1819 book by Joseph de Maistre

The Pope (Du Pape), also titled On the Pope in English, is an 1819 book written by Savoyard philosopher Joseph de Maistre, which many consider to be his literary masterpiece.

==Sovereignty of papal power==
Maistre argues that, in the Church, the Pope is sovereign, and that it is an essential characteristic of all sovereign power that its decisions should be subject to no appeal.

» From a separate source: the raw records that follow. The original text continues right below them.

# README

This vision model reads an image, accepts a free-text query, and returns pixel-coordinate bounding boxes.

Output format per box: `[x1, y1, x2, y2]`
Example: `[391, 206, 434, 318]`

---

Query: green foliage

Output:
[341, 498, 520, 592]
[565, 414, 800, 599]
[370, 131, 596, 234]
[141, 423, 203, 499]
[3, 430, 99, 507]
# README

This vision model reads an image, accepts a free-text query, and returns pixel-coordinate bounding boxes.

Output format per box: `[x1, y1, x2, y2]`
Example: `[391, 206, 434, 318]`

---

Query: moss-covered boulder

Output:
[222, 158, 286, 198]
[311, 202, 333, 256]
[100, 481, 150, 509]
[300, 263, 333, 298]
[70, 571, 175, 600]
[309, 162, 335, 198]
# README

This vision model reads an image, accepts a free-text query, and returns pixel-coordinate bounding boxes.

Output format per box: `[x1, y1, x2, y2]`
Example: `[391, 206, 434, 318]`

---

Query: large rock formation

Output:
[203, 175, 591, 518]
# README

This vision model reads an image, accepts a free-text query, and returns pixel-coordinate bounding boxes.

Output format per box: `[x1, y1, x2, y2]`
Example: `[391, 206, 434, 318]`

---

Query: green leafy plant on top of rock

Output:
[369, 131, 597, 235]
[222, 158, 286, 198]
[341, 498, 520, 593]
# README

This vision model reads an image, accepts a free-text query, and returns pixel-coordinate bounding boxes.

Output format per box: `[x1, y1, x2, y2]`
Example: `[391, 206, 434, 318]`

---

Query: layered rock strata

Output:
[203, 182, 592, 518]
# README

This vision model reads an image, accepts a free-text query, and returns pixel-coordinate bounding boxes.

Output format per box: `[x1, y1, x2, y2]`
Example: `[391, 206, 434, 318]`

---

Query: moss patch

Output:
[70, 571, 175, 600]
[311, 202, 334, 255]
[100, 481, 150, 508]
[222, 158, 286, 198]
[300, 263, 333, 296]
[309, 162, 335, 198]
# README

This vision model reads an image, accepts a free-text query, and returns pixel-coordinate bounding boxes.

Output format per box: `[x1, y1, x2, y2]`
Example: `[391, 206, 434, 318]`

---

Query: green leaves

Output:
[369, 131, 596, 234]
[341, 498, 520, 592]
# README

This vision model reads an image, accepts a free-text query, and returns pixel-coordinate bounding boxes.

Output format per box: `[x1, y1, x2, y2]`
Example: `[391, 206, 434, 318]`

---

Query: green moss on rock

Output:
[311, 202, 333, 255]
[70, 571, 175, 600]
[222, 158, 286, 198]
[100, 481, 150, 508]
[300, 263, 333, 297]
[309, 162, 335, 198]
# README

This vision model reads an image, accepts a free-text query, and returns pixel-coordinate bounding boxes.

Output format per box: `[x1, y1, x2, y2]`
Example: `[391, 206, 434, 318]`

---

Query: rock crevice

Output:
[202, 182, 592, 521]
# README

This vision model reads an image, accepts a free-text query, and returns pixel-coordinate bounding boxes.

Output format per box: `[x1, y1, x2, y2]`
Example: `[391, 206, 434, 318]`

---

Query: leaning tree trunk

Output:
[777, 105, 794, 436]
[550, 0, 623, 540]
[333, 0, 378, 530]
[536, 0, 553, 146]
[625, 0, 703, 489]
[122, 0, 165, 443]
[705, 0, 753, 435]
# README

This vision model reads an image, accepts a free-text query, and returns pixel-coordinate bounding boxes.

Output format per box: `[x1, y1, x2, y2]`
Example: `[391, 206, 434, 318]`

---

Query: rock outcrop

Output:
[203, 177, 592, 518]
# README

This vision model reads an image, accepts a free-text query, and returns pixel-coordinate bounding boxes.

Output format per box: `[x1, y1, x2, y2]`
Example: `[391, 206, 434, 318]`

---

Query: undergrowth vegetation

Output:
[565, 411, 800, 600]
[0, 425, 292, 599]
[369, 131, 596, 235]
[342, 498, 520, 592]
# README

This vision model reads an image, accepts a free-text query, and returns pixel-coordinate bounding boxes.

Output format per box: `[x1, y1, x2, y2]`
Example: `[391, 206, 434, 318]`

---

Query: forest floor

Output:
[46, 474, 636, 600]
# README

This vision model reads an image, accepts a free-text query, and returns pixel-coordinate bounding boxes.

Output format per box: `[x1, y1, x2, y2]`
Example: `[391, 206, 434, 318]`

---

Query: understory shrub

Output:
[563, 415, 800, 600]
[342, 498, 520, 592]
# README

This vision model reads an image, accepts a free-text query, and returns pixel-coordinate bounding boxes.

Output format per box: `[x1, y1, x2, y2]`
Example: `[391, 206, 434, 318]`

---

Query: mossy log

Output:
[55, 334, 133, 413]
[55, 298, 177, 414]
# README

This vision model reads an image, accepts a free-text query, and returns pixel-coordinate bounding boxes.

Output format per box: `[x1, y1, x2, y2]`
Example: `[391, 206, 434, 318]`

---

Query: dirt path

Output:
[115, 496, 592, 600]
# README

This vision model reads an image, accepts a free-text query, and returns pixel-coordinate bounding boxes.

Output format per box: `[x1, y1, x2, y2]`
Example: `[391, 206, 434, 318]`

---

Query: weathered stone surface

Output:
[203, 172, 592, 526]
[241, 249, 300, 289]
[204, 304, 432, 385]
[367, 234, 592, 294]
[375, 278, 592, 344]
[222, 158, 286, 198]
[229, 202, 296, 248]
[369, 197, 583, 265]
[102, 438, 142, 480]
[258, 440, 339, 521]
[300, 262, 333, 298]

==Role of papal infallibility==

Maistre mostly writes from the perspective of the ordinary magisterium having an infallible character, whereas the First Vatican Council defined a dogma on the infallibility of the extraordinary papal magisterium, in the limited circumstances when the Pope decides that it is time to define a dogma. Nevertheless, among modern theologians it is generally agreed that certain forms of the ordinary magisterium can at times be infallible, such as the bull Apostolicae curae or the encyclical Ordinatio sacerdotalis, as John Paul II explained in Ad Tuendam Fidem.

==Relations with temporal powers==
Maistre examines the relations of the pope with temporal powers.

==Relations with schismatic Churches==
As to the schismatic Churches, Maistre believed that they would fall into philosophic indifference as Catholicism was the only religion fully capable of being compatible with science.